Bram Capelle nam het op tegen Hans Karelse. Al vroeg in de partij verscheen Hans’ dame in het centrum. Plaagstootjes van Bram noopten Hans tot voorzichtigheid en dat vertraagde de ontwikkeling van zijn andere stukken. Na ruil van pionnen in het centrum, kwam er een toren van Bram op e5. Die leek daar toch niet heel veel invloed te kunnen uitoefenen en in de volgende zetten kon Hans een pionnetje buitmaken. Bram had hiervoor naar het leek slechts minimale compensatie. Maar de door Hans opgezette koningsaanval sloeg niet door en kostte een kwaliteit. Bram ging vol vertrouwen het eindspel in, al Hans enkele lichte stukken actief neergezet. De partij eindigde abrupt toen Bram voor Sinterklaas ging spelen en Hans een toren kado deed. Door deze gelukkige overwinning staat Hans op de ranglijst inmiddels vrijwel gelijk met Louis Rutgers en de laatste ronde komende week zal duidelijk maken wie op de 3e plaats zal gaan eindigen.
Christiaan Boudewijn nam het op tegen André van Wingerden. Christiaan heeft dit jaar de meeste ELO-punten verdiend en gaat aan de leiding op de ELO-progressielijst. Hij kreeg van André geen kans zijn partij rustig op te zetten. André ging van start als een olifant in de porseleinkast en dat verleidde Christiaan tot enkele minder nauwkeurige verdedigingszetten. Hoewel op André’s aanvallende zetten ook wel eens iets was aan te merken, verwaarloosde Christiaan de dekking van de f2-pion. Tja, toen André’s dame daar kon binnenvallen met Dxf2+ was het gelijk uit.
Chris Tromp verraste Ernst Delwel met zijn openingskeuze, waarna Ernst met een witte loper op b7 en achtergebleven pion op c7 tegen twee sterke witte pionnen op b5 en d5 aankeek. Hij was dan ook bepaald niet gelukkig met zijn eigen stelling. Wit beheerste wat meer ruimte en de halfopen d-lijn, terwijl zwart zware stukken op de halfopen e-lijn had neergezet. Ernst had wel de mogelijkheid zijn pionnen op de koningsvleugel naar het front te sturen en toen hij f5-f4 (diagram)
Jan Post leek tegen Gela Nikoladze lange tijd aan de goede kant van de score uit te zullen komen. Na een onnauwkeurigheid van Gela veroverde Jan een pion op d5. Gela probeerde er het beste van te maken, nam een open g-lijn met zijn torens in bezit en keek niet op een pionnetje meer of minder. Hoewel Jan inmiddels drie pionnen voorstond, kreeg Gela toch wat venijnige kansjes. Toen Jan dacht met zijn loper op soliede wijze pion f4 te dekken, overzag hij een penning en verloor hij pardoes zijn mooie loper. Blijkbaar hierdoor behoorlijk aangeslagen, bleek Gela over de sterkere zenuwen te beschikken en ging er alsnog met de winst vandoor.

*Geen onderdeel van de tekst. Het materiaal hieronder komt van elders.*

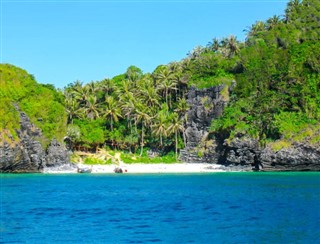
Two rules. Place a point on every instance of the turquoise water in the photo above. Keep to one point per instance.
(188, 208)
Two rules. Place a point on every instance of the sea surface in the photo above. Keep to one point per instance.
(167, 208)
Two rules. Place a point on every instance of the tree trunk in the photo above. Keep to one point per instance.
(176, 144)
(142, 135)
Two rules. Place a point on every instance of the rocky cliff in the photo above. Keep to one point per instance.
(204, 105)
(242, 153)
(26, 153)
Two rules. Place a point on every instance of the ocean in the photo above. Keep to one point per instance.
(164, 208)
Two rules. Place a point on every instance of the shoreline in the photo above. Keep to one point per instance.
(140, 168)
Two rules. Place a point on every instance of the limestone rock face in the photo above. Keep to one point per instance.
(57, 154)
(242, 153)
(299, 157)
(204, 105)
(27, 154)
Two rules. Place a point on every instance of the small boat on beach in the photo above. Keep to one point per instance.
(84, 170)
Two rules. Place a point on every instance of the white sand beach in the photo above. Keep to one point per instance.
(145, 168)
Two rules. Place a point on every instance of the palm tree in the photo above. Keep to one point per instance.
(112, 111)
(160, 126)
(166, 82)
(233, 45)
(214, 45)
(81, 94)
(142, 116)
(72, 108)
(106, 86)
(92, 108)
(149, 94)
(273, 21)
(176, 126)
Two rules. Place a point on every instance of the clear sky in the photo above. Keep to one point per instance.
(63, 41)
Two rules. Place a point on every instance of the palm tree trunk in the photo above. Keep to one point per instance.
(142, 134)
(176, 133)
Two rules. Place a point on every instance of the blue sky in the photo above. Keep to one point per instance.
(62, 41)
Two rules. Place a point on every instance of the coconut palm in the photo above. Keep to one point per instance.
(214, 45)
(107, 86)
(160, 125)
(72, 108)
(142, 117)
(273, 21)
(166, 82)
(175, 126)
(91, 109)
(233, 45)
(112, 110)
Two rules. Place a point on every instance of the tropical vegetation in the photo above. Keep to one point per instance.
(276, 97)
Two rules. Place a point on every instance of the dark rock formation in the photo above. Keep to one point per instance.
(204, 105)
(118, 170)
(57, 154)
(242, 153)
(298, 157)
(27, 153)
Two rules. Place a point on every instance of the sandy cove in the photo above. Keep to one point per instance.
(146, 168)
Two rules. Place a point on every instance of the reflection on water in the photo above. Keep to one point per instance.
(218, 207)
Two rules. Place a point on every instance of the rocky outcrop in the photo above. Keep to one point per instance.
(27, 154)
(204, 105)
(242, 153)
(298, 157)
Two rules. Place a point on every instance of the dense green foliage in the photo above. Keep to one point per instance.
(42, 103)
(278, 82)
(277, 93)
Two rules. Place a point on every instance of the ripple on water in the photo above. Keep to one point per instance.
(213, 208)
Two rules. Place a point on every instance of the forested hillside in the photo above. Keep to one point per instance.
(277, 95)
(42, 103)
(276, 98)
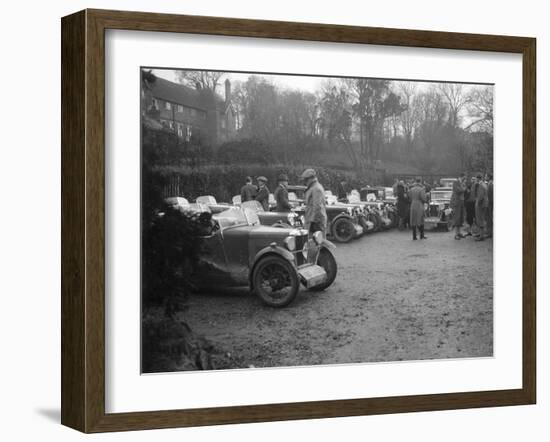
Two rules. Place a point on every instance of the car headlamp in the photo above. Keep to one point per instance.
(291, 219)
(290, 243)
(318, 237)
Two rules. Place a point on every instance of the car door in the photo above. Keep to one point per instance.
(212, 269)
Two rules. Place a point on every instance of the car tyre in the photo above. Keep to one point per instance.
(343, 230)
(328, 262)
(272, 273)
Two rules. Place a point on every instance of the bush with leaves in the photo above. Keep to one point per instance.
(170, 247)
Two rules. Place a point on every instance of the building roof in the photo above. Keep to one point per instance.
(186, 96)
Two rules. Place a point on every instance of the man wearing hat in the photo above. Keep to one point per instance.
(248, 191)
(316, 214)
(281, 194)
(482, 204)
(263, 193)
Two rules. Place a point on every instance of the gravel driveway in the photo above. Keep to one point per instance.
(393, 299)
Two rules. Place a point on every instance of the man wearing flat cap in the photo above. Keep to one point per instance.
(263, 193)
(316, 214)
(281, 194)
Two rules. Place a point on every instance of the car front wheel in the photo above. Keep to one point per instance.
(275, 280)
(343, 230)
(328, 262)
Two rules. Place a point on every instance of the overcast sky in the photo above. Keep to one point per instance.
(299, 82)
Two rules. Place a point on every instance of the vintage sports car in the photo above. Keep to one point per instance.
(382, 207)
(438, 210)
(211, 202)
(357, 209)
(343, 221)
(272, 261)
(272, 218)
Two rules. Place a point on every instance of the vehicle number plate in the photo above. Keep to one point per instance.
(313, 275)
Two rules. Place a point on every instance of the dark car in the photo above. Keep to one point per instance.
(211, 202)
(438, 211)
(272, 261)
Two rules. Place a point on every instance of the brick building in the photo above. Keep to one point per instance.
(195, 115)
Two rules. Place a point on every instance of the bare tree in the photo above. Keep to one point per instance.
(410, 117)
(207, 80)
(456, 100)
(480, 108)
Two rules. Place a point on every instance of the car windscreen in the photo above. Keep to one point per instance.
(441, 195)
(230, 217)
(253, 205)
(206, 199)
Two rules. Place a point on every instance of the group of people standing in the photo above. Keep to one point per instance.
(314, 199)
(260, 192)
(410, 206)
(472, 201)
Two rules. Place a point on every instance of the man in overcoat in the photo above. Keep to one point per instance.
(281, 194)
(417, 198)
(315, 213)
(482, 205)
(457, 204)
(263, 193)
(248, 191)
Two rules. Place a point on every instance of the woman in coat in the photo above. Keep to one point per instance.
(457, 204)
(402, 205)
(417, 197)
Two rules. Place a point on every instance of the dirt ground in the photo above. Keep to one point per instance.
(393, 299)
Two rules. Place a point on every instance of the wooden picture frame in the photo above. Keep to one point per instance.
(83, 220)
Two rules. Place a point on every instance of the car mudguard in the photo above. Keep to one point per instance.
(272, 249)
(328, 244)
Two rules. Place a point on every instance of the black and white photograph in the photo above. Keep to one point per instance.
(300, 220)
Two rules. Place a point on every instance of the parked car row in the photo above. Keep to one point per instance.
(271, 252)
(272, 260)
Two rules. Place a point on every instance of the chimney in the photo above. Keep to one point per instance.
(227, 90)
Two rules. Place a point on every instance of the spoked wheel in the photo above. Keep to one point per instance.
(275, 281)
(282, 225)
(327, 261)
(375, 219)
(343, 230)
(363, 221)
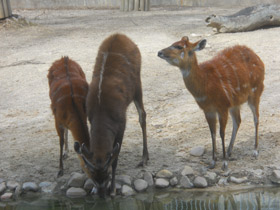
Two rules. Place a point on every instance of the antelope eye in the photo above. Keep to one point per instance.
(178, 47)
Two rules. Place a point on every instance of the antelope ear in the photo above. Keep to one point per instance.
(86, 152)
(200, 45)
(77, 147)
(185, 39)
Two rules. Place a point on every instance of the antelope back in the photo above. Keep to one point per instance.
(68, 90)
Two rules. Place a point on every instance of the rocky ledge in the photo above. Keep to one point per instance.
(79, 185)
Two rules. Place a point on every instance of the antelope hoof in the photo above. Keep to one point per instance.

De partij die als eerste klaar was werd gespeeld door David Carlsson en Huig Visser. Na een rustige opening, gebeurde er van alles. Huig gaf een stuk tegen twee, later één pion. David stond inmiddels een “stuk” beter. Omdat Huig vooral probeerde zelf kansen te creëren, overzag hij de dreigingen van David, die hem vanwege een penning nog een stuk kostte. Daarom gaf hij in een hopeloze stelling op.